Everything began on a Sunday, thanks to XR9. XR9 is my one and only friend, and also a kite. The wildest kite on the whole beach, violet and scarlet, banded with black. It flitted like a hummingbird, soared with the slightest gust of wind, and let me feel every vibration through the strings that tied it to the control in my hands. It was freer than the sky, and yet I was its master. I loved it.

Together, we flew in any weather, through any clouds. We braved storms, and waited out calms, laid out on the sand together until the wind picked back up. We even shared blood: I wrote XR9 with a knife on my wrist, and I cut ‘Thomas Drimm’ into the apex of his sail. Except, I had to tape over the name, because it knocked the kite off balance. And so, we were linked by blood and tape, XR9 and I, and every weekend we were brothers in the wind.

When I fly with him, I forget all my troubles. The foremost of these troubles, until this Sunday afternoon, had been my mother – even if she had some extenuating circumstances. She works as head of psychology at the casino on the beach, and it’s an awful job. When people win jackpots on the machines on the lower floor, apparently it causes a terrible shock, and it’s her job to console these sudden millionaires and make sure they start their new life off on the right foot. She who keeps cramming in overtime to make sure I have enough to eat. And so, she’s always depressed around the house, but being a psychotherapist she’s not allowed to treat herself; it’s punishable by the law if they ever find her laid on a couch asking herself questions. So it falls on me. She says it’s my fault that she’s wasting her life. And it’s true in a way, due to a law called The Childhood Protection Act. Until you have children, you have the right to a divorce.

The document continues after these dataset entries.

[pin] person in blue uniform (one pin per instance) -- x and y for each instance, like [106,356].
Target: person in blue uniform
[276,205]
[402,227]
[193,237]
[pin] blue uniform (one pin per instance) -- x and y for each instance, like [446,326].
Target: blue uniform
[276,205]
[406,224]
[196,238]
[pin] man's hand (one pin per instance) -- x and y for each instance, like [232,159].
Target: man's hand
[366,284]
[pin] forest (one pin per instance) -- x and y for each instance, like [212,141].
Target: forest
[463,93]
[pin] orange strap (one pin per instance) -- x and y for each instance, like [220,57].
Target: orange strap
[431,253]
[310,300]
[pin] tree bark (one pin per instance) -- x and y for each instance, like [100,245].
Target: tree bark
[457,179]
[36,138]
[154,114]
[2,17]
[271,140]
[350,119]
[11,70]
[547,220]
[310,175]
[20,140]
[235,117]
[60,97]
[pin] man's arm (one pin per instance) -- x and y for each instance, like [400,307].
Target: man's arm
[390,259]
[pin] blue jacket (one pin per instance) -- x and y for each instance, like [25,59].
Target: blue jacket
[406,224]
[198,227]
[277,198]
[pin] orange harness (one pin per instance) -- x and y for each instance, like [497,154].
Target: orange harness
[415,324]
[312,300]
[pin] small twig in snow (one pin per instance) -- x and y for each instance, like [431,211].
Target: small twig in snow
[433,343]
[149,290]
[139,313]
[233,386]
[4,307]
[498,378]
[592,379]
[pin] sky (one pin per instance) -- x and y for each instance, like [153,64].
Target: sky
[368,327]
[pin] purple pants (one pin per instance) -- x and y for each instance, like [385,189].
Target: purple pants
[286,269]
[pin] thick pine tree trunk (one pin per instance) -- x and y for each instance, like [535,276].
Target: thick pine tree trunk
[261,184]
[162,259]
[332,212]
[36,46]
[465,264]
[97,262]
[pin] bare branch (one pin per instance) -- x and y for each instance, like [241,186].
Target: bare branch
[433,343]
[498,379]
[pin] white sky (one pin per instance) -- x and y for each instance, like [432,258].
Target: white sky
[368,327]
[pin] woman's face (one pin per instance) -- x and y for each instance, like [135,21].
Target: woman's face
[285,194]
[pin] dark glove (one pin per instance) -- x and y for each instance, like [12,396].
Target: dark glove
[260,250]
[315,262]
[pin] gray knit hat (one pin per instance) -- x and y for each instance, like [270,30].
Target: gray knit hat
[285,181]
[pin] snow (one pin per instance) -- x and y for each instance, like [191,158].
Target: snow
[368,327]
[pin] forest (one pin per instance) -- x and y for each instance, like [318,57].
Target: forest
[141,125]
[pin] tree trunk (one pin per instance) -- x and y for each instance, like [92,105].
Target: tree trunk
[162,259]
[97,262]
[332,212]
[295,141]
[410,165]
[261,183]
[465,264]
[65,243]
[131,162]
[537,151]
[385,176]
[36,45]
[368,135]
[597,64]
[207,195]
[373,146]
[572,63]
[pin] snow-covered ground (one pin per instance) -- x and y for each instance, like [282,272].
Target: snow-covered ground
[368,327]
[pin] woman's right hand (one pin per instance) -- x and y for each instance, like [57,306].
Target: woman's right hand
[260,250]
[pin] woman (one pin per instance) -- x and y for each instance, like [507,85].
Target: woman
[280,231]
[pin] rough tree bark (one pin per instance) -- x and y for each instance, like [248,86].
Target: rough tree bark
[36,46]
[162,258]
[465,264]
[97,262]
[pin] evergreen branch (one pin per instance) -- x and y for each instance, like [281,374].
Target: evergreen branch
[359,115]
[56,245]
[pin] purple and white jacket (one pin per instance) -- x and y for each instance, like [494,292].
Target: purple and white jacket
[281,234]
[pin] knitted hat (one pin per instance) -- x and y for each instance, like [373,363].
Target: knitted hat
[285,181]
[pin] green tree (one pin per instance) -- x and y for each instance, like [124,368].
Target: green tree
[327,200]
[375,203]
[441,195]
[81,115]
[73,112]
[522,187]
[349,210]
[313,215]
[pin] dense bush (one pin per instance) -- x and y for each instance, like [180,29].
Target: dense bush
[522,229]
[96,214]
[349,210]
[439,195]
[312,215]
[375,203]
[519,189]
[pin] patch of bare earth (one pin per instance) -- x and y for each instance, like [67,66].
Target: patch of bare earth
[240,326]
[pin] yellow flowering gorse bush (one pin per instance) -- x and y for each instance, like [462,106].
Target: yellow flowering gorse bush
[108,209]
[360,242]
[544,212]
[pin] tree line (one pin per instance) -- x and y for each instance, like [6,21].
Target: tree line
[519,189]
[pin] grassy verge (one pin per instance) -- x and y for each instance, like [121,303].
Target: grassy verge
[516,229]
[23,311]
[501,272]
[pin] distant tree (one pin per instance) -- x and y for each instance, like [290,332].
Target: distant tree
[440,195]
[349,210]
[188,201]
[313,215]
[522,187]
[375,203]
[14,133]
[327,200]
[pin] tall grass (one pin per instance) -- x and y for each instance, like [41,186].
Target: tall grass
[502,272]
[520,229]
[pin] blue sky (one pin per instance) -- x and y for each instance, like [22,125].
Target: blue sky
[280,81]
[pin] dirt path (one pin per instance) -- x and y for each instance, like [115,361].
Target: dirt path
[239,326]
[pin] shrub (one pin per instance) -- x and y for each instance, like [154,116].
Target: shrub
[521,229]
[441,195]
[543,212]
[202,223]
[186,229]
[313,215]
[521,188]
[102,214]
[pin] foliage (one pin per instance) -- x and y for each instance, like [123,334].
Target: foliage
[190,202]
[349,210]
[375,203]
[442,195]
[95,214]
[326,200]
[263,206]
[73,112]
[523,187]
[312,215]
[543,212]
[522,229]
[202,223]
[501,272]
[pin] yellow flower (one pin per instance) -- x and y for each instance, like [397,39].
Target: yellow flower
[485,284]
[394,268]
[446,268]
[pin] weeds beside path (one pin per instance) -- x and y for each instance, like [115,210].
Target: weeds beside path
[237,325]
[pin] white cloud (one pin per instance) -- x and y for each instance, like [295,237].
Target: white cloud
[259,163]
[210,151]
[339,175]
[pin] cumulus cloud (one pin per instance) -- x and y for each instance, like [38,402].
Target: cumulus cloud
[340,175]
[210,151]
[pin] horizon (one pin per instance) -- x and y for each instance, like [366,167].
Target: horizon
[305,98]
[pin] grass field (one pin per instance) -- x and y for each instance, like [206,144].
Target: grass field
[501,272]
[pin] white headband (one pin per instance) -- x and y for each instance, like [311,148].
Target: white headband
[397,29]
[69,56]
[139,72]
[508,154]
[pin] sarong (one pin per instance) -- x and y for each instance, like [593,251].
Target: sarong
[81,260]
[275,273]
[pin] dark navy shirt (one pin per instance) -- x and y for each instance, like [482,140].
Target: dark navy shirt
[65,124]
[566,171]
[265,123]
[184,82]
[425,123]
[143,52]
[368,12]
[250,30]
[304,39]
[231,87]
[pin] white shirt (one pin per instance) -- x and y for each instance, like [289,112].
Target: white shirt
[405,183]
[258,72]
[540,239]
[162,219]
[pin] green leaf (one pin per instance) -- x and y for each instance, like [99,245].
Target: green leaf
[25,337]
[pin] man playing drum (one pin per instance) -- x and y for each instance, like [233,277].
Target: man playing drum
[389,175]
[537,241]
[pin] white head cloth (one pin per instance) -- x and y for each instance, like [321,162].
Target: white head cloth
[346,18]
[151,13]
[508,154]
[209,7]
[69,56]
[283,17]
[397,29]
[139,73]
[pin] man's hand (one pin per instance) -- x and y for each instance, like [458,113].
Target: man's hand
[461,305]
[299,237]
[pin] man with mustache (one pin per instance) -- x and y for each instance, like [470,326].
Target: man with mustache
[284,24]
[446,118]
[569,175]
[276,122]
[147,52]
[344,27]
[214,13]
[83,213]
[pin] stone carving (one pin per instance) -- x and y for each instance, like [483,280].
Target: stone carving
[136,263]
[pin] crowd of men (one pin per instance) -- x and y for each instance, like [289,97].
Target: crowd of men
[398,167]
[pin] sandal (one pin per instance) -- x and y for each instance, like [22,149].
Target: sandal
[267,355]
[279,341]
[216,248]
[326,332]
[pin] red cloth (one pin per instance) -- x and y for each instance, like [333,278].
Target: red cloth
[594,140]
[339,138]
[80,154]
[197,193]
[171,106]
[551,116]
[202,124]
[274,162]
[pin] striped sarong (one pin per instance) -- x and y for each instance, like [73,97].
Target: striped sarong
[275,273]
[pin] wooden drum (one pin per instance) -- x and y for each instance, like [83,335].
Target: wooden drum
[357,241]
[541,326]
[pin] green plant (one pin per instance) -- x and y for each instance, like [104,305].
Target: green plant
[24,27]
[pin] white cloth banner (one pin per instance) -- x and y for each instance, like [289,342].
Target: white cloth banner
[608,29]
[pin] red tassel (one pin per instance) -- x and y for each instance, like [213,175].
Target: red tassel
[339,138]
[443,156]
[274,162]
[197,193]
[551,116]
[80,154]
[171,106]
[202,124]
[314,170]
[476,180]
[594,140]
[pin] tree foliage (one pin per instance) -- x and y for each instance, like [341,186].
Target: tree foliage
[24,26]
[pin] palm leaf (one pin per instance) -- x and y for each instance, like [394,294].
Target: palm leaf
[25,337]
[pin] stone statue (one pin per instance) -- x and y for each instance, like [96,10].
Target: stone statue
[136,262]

I used to have the Internet as a remedy for my mother, to chat with friends I didn’t know and take my mind off things, but ever since children were banned from the Internet for health reasons all I’ve had left is my kite on the beach, while mom works at the casino. The most beautiful beach in the World! claimed the signs hung above the trash can. Except, I was forbidden from swimming: the mercury levels were too high and the ocean was full of dead fish. The ocean has gotten so bad that, apparently, the other day a surfer went in to train and when he resurfaced it was just his skeleton standing on the board. Richard Zerbag told me that, but I think he was exaggerating. He is the Chief of Security. Either way, I’m not allowed to swim, so I fly. The kite is a gift from my father. He was very serious when he gave it to me. “It’s a symbol, you see,” he said. “Aspiration to freedom, the illusion of flying at the whim of the wind, and yet the simultaneous reality of the cord that binds us to the ground.” I got the feeling that he identified with it, either in his role as a professor of letters, or as mom’s husband. Perhaps as both. Personally, I really love my dad. I know I’m the only one, but I don’t care. I have my reasons.


Firstly, he has a terrible secret: He drinks and smokes. Except, it’s not a secret anymore since the Chief of Education found out, and she stuck him in a rotten middle school on the other side of the hood. We had to go with him, and mom has never forgiven him for this fall from the social ladder so the atmosphere at home is pretty dire. Only my kite allows me to forget the terrible life I’m living. My studies too, but since I’m an idiot that doesn’t help much.

In any case, having a dad who drinks means I have no future: it’s hereditary apparently. You catch alcoholism in your mother’s womb. Of course, he didn’t start drinking until after I was born but no one cares about that. It’s marked on my academic record, and with a stain like that I’ll never get very far. Some non-drinker’s son will always beat me out for any job I apply for, and, being refused at every turn, of course I’ll turn to drinking too; everything will fall in order, and the mark on my record won’t be a lie anymore.


Anyway, this Sunday afternoon started out like any other, and we were happy, XR9 and I, each on the proper end of our strings. But in less than 5 minutes, the worst thing in the world would happen to me.